Autor | |
Gatunek | publicystyka i reportaż |
Forma | artykuł / esej |
Data dodania | 2021-02-21 |
Poprawność językowa | - brak ocen - |
Poziom literacki | - brak ocen - |
Wyświetleń | 897 |
NIEAKCJA
Pod koniec stycznia na ulicach zalegał śliczny śnieg. Taki w sam raz do tego, by zeń coś ulepić. Ale samemu – jak w seksie – jest nudno, tu potrzebny jest drugi człowiek. Obdzwoniłem więc znajomych, by kogoś namówić do współudziału.

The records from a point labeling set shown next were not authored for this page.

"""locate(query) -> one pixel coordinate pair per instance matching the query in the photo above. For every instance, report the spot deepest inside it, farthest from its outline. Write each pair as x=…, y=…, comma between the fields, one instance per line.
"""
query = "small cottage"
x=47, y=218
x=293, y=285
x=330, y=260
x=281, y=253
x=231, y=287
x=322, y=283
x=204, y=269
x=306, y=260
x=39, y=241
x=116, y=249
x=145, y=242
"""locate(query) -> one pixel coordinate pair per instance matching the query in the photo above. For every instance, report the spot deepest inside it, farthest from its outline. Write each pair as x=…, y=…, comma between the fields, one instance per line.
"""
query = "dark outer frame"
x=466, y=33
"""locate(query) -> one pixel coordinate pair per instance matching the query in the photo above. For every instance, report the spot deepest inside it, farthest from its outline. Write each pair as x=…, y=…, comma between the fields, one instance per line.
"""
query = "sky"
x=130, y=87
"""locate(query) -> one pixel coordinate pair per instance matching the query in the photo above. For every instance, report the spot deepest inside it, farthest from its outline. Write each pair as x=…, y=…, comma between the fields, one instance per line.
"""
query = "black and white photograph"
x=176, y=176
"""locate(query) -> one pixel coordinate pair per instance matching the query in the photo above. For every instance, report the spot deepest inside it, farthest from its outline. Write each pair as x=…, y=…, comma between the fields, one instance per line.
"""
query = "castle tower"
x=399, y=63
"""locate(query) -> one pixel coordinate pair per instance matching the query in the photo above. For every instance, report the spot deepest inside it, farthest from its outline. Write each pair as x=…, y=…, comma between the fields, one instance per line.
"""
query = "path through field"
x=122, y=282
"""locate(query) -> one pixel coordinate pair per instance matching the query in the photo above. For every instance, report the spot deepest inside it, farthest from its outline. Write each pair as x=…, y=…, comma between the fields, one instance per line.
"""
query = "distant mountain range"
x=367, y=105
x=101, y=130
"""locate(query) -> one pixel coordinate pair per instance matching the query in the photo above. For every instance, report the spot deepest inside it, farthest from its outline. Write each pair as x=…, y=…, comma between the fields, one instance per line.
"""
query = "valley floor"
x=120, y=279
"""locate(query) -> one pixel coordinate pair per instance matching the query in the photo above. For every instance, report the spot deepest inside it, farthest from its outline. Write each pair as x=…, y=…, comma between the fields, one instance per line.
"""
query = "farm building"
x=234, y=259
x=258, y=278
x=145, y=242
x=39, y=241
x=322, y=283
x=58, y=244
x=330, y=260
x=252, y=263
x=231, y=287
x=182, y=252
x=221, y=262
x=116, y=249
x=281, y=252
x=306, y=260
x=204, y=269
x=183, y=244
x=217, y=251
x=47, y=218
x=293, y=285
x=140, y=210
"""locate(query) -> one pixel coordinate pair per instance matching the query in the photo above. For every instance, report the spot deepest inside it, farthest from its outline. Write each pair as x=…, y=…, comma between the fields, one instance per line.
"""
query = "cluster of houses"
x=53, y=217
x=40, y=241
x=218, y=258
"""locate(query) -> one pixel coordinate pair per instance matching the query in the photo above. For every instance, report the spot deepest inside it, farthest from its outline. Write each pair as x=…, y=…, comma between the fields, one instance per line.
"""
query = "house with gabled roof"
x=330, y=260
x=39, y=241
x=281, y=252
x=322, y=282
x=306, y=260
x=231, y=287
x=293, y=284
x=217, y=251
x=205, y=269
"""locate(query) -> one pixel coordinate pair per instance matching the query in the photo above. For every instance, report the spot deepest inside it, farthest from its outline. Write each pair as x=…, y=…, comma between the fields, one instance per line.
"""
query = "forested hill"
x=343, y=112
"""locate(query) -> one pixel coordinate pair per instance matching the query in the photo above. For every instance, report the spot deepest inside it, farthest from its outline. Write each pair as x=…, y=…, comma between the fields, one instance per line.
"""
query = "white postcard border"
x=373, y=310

Finalny projekt wyglądał tak: ulepimy dwumetrowy fallus przed Urzędem Wojewódzkim w Kielcach. Ten kontekst: wciąż trwają protesty Strajku Kobiet. Mógłbym iść na jeden z nich, ale jakoś mi z nimi nie po drodze, choć i mnie nie podoba się działanie rządzących. A taki bałwan… Nie ma zakazu lepienia bałwanów i nie ma wytycznych obowiązujących w kwestii ich kształtu. A lepienie bałwanów o tej porze roku jest naturalnym jak najbardziej działaniem. A że taka, a nie inna symbolika, i taka, a nie inna lokalizacja? No to co? Najwyżej w poniedziałek rano urzędnik rządowy, którego ten widok będzie gryzł w oczy, wyjdzie z biura i go rozdupczy. Albo komuś to zleci. Kto nie lepił bałwanów może nie rozumieć ile frajdy lepiącemu to dostarcza. Taki zwykły bałwan, konwencjonalnego kształtu dostarcza tej frajdy wiele, a taki niezwykły, o niebanalnym kształcie dostarcza jej więcej.
Jeszcze w pracy zapytałem Rafała. On w sobotę wieczorem bierze do siebie syna, więc jest zajęty. Czemu nie chciał zabrać syna na lepienie bałwana? Nie chciał i już.
Fenek, gdy zadzwoniłem, powiedział, że jest w Tatrach, dość daleko, więc nawet nie będzie rozważał tej propozycji.
Kinga właśnie wróciła ze spaceru, buty ma przemoczone, a zimowych ma tylko jedną parę, więc dla niej technicznie jest to niemożliwe.
Tokariew popsuł sobie nogę na nartach w górach i fajnie, ale nie.
Bromba jest pijany ( bo jest sobota) i może przyjść popatrzeć, chociaż raczej idzie spać do domu.
Ktoś tam jeszcze, i jeszcze ktoś. Pomysł fajny – to zgodna ocena wszystkich – ale nikt nie podejmuje się jego realizacji. No i zostałem sam z fajnym pomysłem. Brakło mi tego drugiego do siebie.